A local dog that attacked and severely injured a 5-year-old boy on the Fourth of July was recently released to its owner, on condition that the animal be caged at all times and undergo neutering surgery, according to police.
The dog and its owner must comply with other restrictions after a San Benito County Superior Court judge declared the pet a dangerous dog and ruled to spare the animal’s life, according to police.
Hollister Police sent out a Sept. 27 press release about the release of the dog to its owner as a public advisory “to residents and neighbors to be aware of this potentially dangerous situation,” reads the release. The dog and his owner reside at a home on the 1500 block of Highland Drive.

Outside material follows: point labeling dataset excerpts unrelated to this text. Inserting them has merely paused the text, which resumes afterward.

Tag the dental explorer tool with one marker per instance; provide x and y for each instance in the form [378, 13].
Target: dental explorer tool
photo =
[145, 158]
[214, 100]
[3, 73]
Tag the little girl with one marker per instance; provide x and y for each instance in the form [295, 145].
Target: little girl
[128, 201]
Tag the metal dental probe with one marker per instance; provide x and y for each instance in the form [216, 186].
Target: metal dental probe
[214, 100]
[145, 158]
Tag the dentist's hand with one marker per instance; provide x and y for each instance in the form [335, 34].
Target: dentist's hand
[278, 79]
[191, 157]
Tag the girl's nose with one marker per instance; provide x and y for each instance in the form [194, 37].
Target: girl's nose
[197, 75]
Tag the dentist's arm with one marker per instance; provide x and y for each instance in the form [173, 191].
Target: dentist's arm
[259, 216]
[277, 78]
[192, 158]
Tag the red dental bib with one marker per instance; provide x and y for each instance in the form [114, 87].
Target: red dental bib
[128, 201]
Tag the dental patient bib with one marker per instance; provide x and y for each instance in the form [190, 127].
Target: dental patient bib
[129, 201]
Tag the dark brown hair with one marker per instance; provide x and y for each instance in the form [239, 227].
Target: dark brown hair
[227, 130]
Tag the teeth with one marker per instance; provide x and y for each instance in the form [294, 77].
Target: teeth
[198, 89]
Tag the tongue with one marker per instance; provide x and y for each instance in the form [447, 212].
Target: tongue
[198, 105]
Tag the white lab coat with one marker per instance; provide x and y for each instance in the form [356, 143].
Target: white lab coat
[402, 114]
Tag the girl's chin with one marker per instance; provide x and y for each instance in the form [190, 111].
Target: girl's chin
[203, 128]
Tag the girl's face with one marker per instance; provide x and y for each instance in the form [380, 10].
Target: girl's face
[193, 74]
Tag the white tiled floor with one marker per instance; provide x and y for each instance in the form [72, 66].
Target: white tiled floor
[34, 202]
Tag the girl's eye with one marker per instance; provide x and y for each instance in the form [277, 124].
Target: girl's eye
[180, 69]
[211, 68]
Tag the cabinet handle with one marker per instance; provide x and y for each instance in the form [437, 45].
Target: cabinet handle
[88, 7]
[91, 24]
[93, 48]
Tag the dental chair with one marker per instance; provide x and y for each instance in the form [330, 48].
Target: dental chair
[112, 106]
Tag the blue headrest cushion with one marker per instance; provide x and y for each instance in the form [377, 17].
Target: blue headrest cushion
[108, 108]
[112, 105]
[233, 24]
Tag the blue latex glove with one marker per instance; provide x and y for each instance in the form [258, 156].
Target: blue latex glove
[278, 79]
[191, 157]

On July 4, the Hollister Police Department and its Animal Care and Services officers were notified of a dog attack in which a 5-year-old boy was severely injured after the dog bit him, police said. The dog, a brown and white pit bull, was immediately taken into custody and held at the Hollister Animal Shelter while officers investigated.
The child victim was transported to a local hospital for emergency treatment. The boy received 12 to 16 stitches in his leg due to the dog bite, according to police. The boy later suffered an infection and permanent scarring from the bite.
Police later learned that the same dog had chased another child just a few minutes before the animal attacked the 5-year-old boy, authorities said.
On July 23, police and city staff conducted an administrative hearing to determine the dog’s fate. A hearing officer determined the dog was a danger to public safety, and ordered the animal’s humane euthanization.
The owners of the dog contested this ruling, and appealed the outcome to San Benito County Superior Court, police said.
A hearing was held Sept. 13 at the courthouse. At the conclusion of that hearing, the dog was determined to be a dangerous dog as defined by the Hollister municipal code. “The court determined that the dog had, unprovoked, attacked twice within several minutes and inflicted severe injury on the 5-year-old boy,” reads the police department’s press release.
However, the court ruled that the dog could be released back to its owners once the owner met a list of restrictions. These restrictions are: The dog must be confined to a secure structure or pen; the animal must be be neutered; the owners must obtain liability insurance; and the owners must always muzzle the dog while it is on leash, according to police.
The dog was released from city custody on Sept. 26, and returned to his owner, police said.